However, you then claim intent and industry standards go a long way:
"When a judge look at a copyright case, intent and industry standards goes a long way."
Which is it?
Is there no precedential case law, or is the precedential software case law saying "intent about derivative works is what drives what a derivative work is". Because it can't be both!
In any case, there is literally no industry standard here, and no intent in the written license text. The GPL says nothing about it (the word "derivative work" appears twice in the GPL 2.0, and neither is a definition). Large numbers of authors using the license disagree on what it means (happy to give specific examples if you like, i deal with this literally every day).
"Judges does not seem amused when people trying to find loop holes or game the system."
I agree with this, but it seems, at least to me, irrelevant to this discussion.
A judge, a jury, it depend on legal system. In the legal system that Mojan resides in, Sweden, the lowest court is made up by 3 politicians and one judge which then vote on the issues at hand. To simplify, lets call it "a judge decide", but in truth, it depend on the justice system in the nation that the case is put forth in.
> plagued software copyright law for 20+
For something to plague, it has to inflict it. The question about derivative work is not brought up in cases around copyright law. Lawyers are not arguing about it in court, judges are not deciding about it, and juries are not asked to vote on it. At most, it has plagued software legal scholars, but then that claim would have to be supported by statistics from academia.

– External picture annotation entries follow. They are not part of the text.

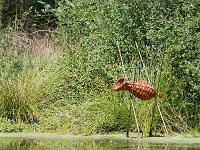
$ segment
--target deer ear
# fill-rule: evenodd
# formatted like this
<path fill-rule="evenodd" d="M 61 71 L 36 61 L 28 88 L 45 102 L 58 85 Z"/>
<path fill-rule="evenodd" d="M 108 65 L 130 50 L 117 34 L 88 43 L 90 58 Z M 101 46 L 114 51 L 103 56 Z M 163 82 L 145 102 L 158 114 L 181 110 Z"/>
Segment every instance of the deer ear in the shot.
<path fill-rule="evenodd" d="M 124 84 L 126 83 L 126 81 L 128 81 L 127 78 L 120 78 L 120 79 L 118 79 L 115 82 L 115 84 L 113 85 L 112 90 L 114 90 L 114 91 L 121 90 L 123 88 Z"/>

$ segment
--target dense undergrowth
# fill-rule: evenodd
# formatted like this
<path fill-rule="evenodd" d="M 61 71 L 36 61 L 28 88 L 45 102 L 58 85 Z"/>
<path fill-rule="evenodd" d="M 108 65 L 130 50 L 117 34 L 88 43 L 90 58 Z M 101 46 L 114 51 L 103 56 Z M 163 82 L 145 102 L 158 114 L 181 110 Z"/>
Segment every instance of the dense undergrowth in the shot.
<path fill-rule="evenodd" d="M 1 30 L 1 131 L 125 130 L 130 95 L 111 91 L 125 75 L 148 76 L 165 94 L 158 101 L 170 133 L 199 131 L 198 6 L 196 1 L 61 0 L 45 7 L 57 17 L 51 35 L 30 36 L 21 24 Z M 135 99 L 145 134 L 154 102 Z M 153 117 L 154 131 L 165 132 L 157 109 Z M 130 122 L 135 130 L 133 114 Z"/>

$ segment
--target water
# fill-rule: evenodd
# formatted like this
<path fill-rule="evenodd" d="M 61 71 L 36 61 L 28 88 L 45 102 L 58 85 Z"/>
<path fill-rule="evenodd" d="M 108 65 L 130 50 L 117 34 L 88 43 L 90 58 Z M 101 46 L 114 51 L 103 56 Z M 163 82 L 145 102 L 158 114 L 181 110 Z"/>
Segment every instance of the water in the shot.
<path fill-rule="evenodd" d="M 1 134 L 0 150 L 200 150 L 200 138 Z"/>

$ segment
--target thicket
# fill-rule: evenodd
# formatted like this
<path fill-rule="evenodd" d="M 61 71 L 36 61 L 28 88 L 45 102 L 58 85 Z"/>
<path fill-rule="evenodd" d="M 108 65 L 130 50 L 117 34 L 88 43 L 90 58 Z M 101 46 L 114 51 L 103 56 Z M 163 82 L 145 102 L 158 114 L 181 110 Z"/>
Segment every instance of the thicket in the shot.
<path fill-rule="evenodd" d="M 37 4 L 43 14 L 56 18 L 51 36 L 43 34 L 39 40 L 26 36 L 23 25 L 20 32 L 6 28 L 0 35 L 2 117 L 39 131 L 124 130 L 129 125 L 130 97 L 111 91 L 114 81 L 125 76 L 124 67 L 130 79 L 147 79 L 148 74 L 165 94 L 159 103 L 169 131 L 200 129 L 198 1 Z M 154 100 L 135 100 L 145 133 L 153 104 Z M 130 121 L 135 129 L 134 118 Z M 153 128 L 164 132 L 158 111 Z"/>

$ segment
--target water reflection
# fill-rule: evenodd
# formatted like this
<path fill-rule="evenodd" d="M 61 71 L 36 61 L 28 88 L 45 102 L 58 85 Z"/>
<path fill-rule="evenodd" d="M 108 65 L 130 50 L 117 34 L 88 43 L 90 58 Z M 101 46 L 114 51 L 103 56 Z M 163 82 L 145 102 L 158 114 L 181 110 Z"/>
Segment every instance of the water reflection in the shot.
<path fill-rule="evenodd" d="M 200 144 L 156 143 L 130 139 L 0 138 L 3 150 L 197 150 Z"/>

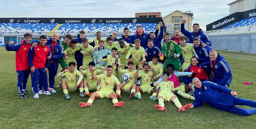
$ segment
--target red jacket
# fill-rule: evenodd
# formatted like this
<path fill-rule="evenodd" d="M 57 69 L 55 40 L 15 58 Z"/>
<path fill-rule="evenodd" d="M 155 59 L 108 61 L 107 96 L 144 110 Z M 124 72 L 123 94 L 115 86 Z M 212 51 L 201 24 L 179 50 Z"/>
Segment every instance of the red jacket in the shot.
<path fill-rule="evenodd" d="M 28 51 L 31 47 L 31 45 L 27 44 L 24 40 L 19 44 L 13 44 L 11 46 L 7 44 L 5 46 L 6 50 L 16 52 L 15 56 L 16 70 L 30 69 L 27 59 Z"/>

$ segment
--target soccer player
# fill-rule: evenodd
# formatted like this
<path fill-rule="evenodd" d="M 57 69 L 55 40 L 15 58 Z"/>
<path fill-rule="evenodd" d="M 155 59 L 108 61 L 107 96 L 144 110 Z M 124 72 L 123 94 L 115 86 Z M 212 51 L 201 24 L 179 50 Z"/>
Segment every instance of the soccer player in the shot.
<path fill-rule="evenodd" d="M 93 61 L 96 64 L 95 68 L 98 69 L 100 69 L 101 66 L 106 68 L 107 62 L 106 61 L 100 61 L 100 59 L 102 57 L 108 55 L 112 54 L 111 51 L 107 48 L 103 46 L 104 41 L 103 40 L 99 41 L 99 46 L 98 50 L 94 51 L 93 53 Z"/>
<path fill-rule="evenodd" d="M 67 34 L 65 36 L 65 39 L 64 41 L 61 41 L 60 42 L 60 44 L 62 45 L 62 47 L 63 48 L 63 51 L 65 50 L 68 48 L 68 45 L 71 41 L 71 40 L 73 39 L 73 37 L 70 34 Z M 67 59 L 67 58 L 66 57 L 66 56 L 64 55 L 63 56 L 63 58 L 59 59 L 59 63 L 60 64 L 60 66 L 61 67 L 61 71 L 63 71 L 64 69 L 68 69 L 68 64 L 67 63 L 66 60 Z M 57 88 L 60 88 L 61 86 L 61 78 L 60 77 L 60 84 L 58 86 L 56 87 Z"/>
<path fill-rule="evenodd" d="M 210 81 L 225 87 L 229 86 L 232 80 L 232 72 L 225 58 L 213 50 L 210 51 L 211 60 L 200 64 L 211 68 Z"/>
<path fill-rule="evenodd" d="M 31 83 L 34 93 L 34 98 L 38 98 L 38 85 L 41 83 L 43 86 L 43 94 L 50 95 L 48 91 L 47 72 L 50 66 L 50 49 L 46 44 L 47 37 L 44 35 L 40 36 L 40 44 L 37 47 L 32 46 L 28 52 L 28 60 L 30 66 L 31 71 Z M 39 79 L 40 82 L 39 82 Z M 40 94 L 42 94 L 42 90 L 40 89 Z"/>
<path fill-rule="evenodd" d="M 187 104 L 182 106 L 177 96 L 171 92 L 171 88 L 174 86 L 173 82 L 168 81 L 170 74 L 166 71 L 163 73 L 163 80 L 157 88 L 159 89 L 159 93 L 157 96 L 159 105 L 155 105 L 155 107 L 158 110 L 166 112 L 166 108 L 164 108 L 164 101 L 173 102 L 178 108 L 178 111 L 183 112 L 187 110 L 190 108 L 191 105 Z"/>
<path fill-rule="evenodd" d="M 120 40 L 119 40 L 120 41 Z M 129 99 L 132 99 L 134 97 L 136 90 L 136 85 L 134 83 L 135 78 L 134 75 L 136 73 L 136 70 L 133 69 L 134 63 L 132 62 L 129 62 L 127 63 L 128 69 L 124 70 L 121 69 L 121 67 L 123 65 L 122 64 L 119 64 L 118 67 L 118 71 L 120 73 L 121 75 L 123 75 L 125 73 L 128 73 L 131 76 L 130 81 L 129 82 L 123 86 L 123 87 L 121 87 L 116 86 L 116 98 L 120 99 L 121 97 L 121 91 L 130 91 L 131 93 L 129 97 Z"/>
<path fill-rule="evenodd" d="M 186 93 L 187 92 L 193 90 L 193 86 L 190 87 L 188 85 L 181 85 L 180 84 L 178 77 L 182 76 L 194 76 L 195 74 L 192 72 L 182 72 L 174 71 L 175 68 L 173 64 L 170 63 L 167 66 L 167 71 L 170 74 L 168 81 L 173 82 L 174 86 L 172 88 L 173 91 L 175 95 L 180 96 L 183 98 L 191 100 L 195 100 L 195 98 L 191 95 Z M 155 86 L 157 86 L 163 81 L 163 76 L 161 76 L 157 81 L 154 84 Z M 193 92 L 193 91 L 191 91 Z"/>
<path fill-rule="evenodd" d="M 152 57 L 154 55 L 157 55 L 161 52 L 161 51 L 158 47 L 155 46 L 153 43 L 153 41 L 150 40 L 148 41 L 148 46 L 145 49 L 146 53 L 145 56 L 146 58 L 146 62 L 149 62 L 152 61 Z"/>
<path fill-rule="evenodd" d="M 82 98 L 85 97 L 83 94 L 83 83 L 81 83 L 83 76 L 75 68 L 75 66 L 76 64 L 74 62 L 71 61 L 69 62 L 69 70 L 65 69 L 57 75 L 58 77 L 65 77 L 61 80 L 61 85 L 63 89 L 63 93 L 65 94 L 65 99 L 70 99 L 68 94 L 69 92 L 75 91 L 78 88 L 80 91 L 80 96 Z"/>
<path fill-rule="evenodd" d="M 210 82 L 202 83 L 197 78 L 193 79 L 195 86 L 195 103 L 190 108 L 202 106 L 204 102 L 213 107 L 242 115 L 250 115 L 256 113 L 256 109 L 245 109 L 236 105 L 245 105 L 256 108 L 256 102 L 236 97 L 237 93 L 225 87 Z"/>
<path fill-rule="evenodd" d="M 127 28 L 124 28 L 123 29 L 123 35 L 122 36 L 122 38 L 127 43 L 134 44 L 134 43 L 133 42 L 133 38 L 136 35 L 132 36 L 129 35 L 129 29 Z"/>
<path fill-rule="evenodd" d="M 94 71 L 96 70 L 95 67 L 93 68 L 92 72 L 92 77 L 94 79 L 100 80 L 100 90 L 93 93 L 90 96 L 87 103 L 79 103 L 79 105 L 81 107 L 91 107 L 92 104 L 95 99 L 95 98 L 101 99 L 103 98 L 108 98 L 112 99 L 112 101 L 114 104 L 113 107 L 121 107 L 123 105 L 124 102 L 123 101 L 118 102 L 116 98 L 116 93 L 113 90 L 114 84 L 116 84 L 117 86 L 123 87 L 128 83 L 127 82 L 121 84 L 118 79 L 114 75 L 112 75 L 113 71 L 113 67 L 112 66 L 108 66 L 107 67 L 107 73 L 96 75 Z"/>
<path fill-rule="evenodd" d="M 161 41 L 163 37 L 163 24 L 162 22 L 159 22 L 158 23 L 160 25 L 160 34 L 157 37 L 158 32 L 159 31 L 159 28 L 158 26 L 156 26 L 155 33 L 154 32 L 151 32 L 149 33 L 149 37 L 151 40 L 153 41 L 154 44 L 155 45 L 157 48 L 161 48 Z M 146 48 L 145 48 L 145 50 Z"/>
<path fill-rule="evenodd" d="M 32 38 L 31 34 L 26 33 L 24 35 L 24 40 L 19 44 L 13 45 L 14 42 L 11 40 L 5 46 L 5 49 L 7 51 L 16 52 L 16 70 L 18 79 L 17 87 L 21 99 L 27 98 L 24 94 L 30 94 L 27 91 L 26 85 L 30 73 L 30 67 L 27 59 L 28 51 L 31 47 L 30 43 Z"/>
<path fill-rule="evenodd" d="M 184 58 L 184 63 L 182 66 L 182 71 L 183 71 L 190 64 L 190 59 L 193 56 L 198 57 L 194 49 L 194 45 L 190 43 L 187 43 L 187 39 L 185 36 L 181 36 L 179 41 L 180 44 L 178 46 Z"/>
<path fill-rule="evenodd" d="M 206 75 L 206 70 L 208 68 L 206 66 L 199 66 L 198 58 L 193 56 L 190 59 L 191 64 L 188 66 L 184 71 L 185 72 L 194 72 L 196 75 L 193 77 L 182 76 L 182 81 L 185 84 L 188 84 L 189 87 L 193 87 L 192 80 L 193 77 L 197 77 L 202 82 L 208 81 L 208 77 Z"/>
<path fill-rule="evenodd" d="M 118 56 L 120 59 L 120 64 L 124 67 L 124 69 L 127 68 L 127 63 L 128 61 L 126 60 L 126 57 L 129 50 L 131 47 L 135 46 L 134 44 L 127 44 L 127 47 L 125 47 L 124 40 L 121 38 L 119 39 L 119 45 L 116 46 L 116 47 L 117 49 Z"/>
<path fill-rule="evenodd" d="M 194 49 L 199 58 L 199 63 L 203 63 L 210 60 L 209 53 L 213 50 L 211 47 L 208 45 L 203 47 L 202 42 L 200 38 L 195 37 L 193 39 Z"/>
<path fill-rule="evenodd" d="M 148 64 L 150 64 L 151 67 L 155 69 L 155 71 L 156 74 L 156 76 L 155 77 L 152 77 L 151 79 L 151 82 L 158 80 L 159 77 L 163 75 L 163 64 L 158 62 L 159 59 L 159 56 L 157 55 L 155 55 L 152 57 L 152 60 L 153 61 L 149 61 L 148 62 Z"/>
<path fill-rule="evenodd" d="M 112 37 L 113 37 L 113 41 L 118 42 L 118 39 L 116 38 L 117 37 L 117 32 L 116 31 L 113 31 L 113 33 L 112 34 Z"/>
<path fill-rule="evenodd" d="M 181 31 L 185 36 L 188 37 L 189 42 L 192 43 L 193 39 L 198 37 L 200 38 L 201 41 L 203 42 L 202 44 L 203 47 L 207 45 L 209 46 L 211 46 L 211 42 L 210 40 L 210 38 L 204 33 L 203 31 L 201 29 L 199 28 L 199 24 L 194 24 L 193 26 L 193 31 L 190 32 L 185 29 L 184 25 L 186 22 L 187 22 L 186 20 L 184 19 L 182 20 L 182 23 L 181 24 Z"/>
<path fill-rule="evenodd" d="M 83 51 L 80 51 L 81 53 L 83 54 L 83 67 L 84 69 L 89 68 L 88 62 L 92 61 L 93 59 L 93 53 L 94 50 L 92 46 L 88 44 L 88 39 L 86 38 L 82 39 L 82 44 L 79 44 L 78 47 Z"/>
<path fill-rule="evenodd" d="M 112 66 L 113 67 L 113 71 L 112 75 L 114 76 L 116 76 L 116 71 L 118 65 L 120 64 L 120 60 L 117 55 L 117 49 L 115 47 L 113 47 L 111 50 L 111 55 L 105 55 L 102 58 L 100 58 L 100 61 L 107 61 L 107 65 Z"/>
<path fill-rule="evenodd" d="M 136 78 L 141 77 L 142 82 L 141 86 L 137 86 L 136 88 L 136 94 L 135 96 L 138 99 L 141 99 L 142 98 L 141 93 L 147 92 L 152 93 L 152 96 L 149 97 L 150 99 L 156 100 L 157 99 L 156 96 L 158 93 L 158 89 L 155 87 L 152 87 L 150 86 L 150 83 L 152 82 L 150 81 L 152 77 L 156 76 L 156 72 L 154 68 L 152 68 L 150 65 L 149 65 L 147 63 L 145 63 L 143 65 L 144 70 L 139 73 L 139 72 L 141 67 L 142 67 L 141 65 L 140 65 L 134 75 L 134 77 Z M 149 68 L 151 69 L 151 71 L 149 71 Z"/>
<path fill-rule="evenodd" d="M 85 70 L 83 70 L 83 67 L 81 66 L 79 68 L 80 72 L 82 74 L 86 76 L 87 79 L 84 79 L 83 81 L 83 88 L 85 89 L 85 95 L 87 96 L 90 96 L 90 93 L 89 90 L 95 90 L 100 89 L 100 80 L 97 80 L 93 79 L 92 77 L 92 70 L 93 68 L 95 67 L 95 63 L 93 61 L 89 63 L 89 69 Z M 101 66 L 100 69 L 96 69 L 95 70 L 94 73 L 95 74 L 100 74 L 103 72 L 104 70 L 104 67 Z"/>
<path fill-rule="evenodd" d="M 136 67 L 135 69 L 138 68 L 139 66 L 143 64 L 146 61 L 145 58 L 145 50 L 140 46 L 141 41 L 140 39 L 134 40 L 135 47 L 130 48 L 126 55 L 126 59 L 128 62 L 133 62 Z M 129 59 L 130 56 L 132 55 L 132 59 Z M 142 60 L 142 61 L 141 61 Z"/>
<path fill-rule="evenodd" d="M 175 69 L 181 71 L 182 70 L 181 64 L 178 57 L 181 54 L 178 44 L 175 41 L 171 40 L 171 34 L 169 33 L 164 34 L 166 42 L 163 44 L 161 47 L 161 53 L 166 58 L 166 60 L 163 67 L 163 69 L 166 71 L 167 65 L 171 63 L 174 66 Z M 160 56 L 162 60 L 163 57 Z"/>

>Is there no precedential case law...
Industry standards is not precedential case law, its just the defined status quo. If one for example read the US supreme court decision around Aereo, one find that industry standard and status quo has a considered impact on judgments. The legal system in Sweden commonly uses industry standard when defining legal theory in unprecedential areas (See the Pirate Bay trial for example).
> In any case, there is literally no industry standard here
I strongly beg the differ. Larger commercial companies both uses GPL and LGPL, and the praxis is to differentiate the licenses on linking. A company like HP and Apple will distribute GPL software, and will combine LGPL and proprietary software. Someone could argue in court that the perceived praxis do not exist, but I suspect a number Amicus curiae would then be sent in arguing the opposite.
> no intent in the written license text
"The GNU General Public License does not permit incorporating your program into proprietary programs." - GPLv2 and GPLv3
If a client of yours take GPL licensed software and incorporate it into a proprietary program, I would strong doubt arguing the definition of derivative work in court will yield successful result. Its the primary reason in my view why there is no precedential case for derivative work in GPL licensed software.
The FSF, while the license writer, is not the copyright owner, or the contracting party. Their view of what should/should not be a derivative work, listed somewhere in an FAQ nobody here has probably read, would mean precisely nothing in court :)
In fact, in the only US cases to have a say on the GPL and definition of derivative works, the FSF's view was never asked for or cared about.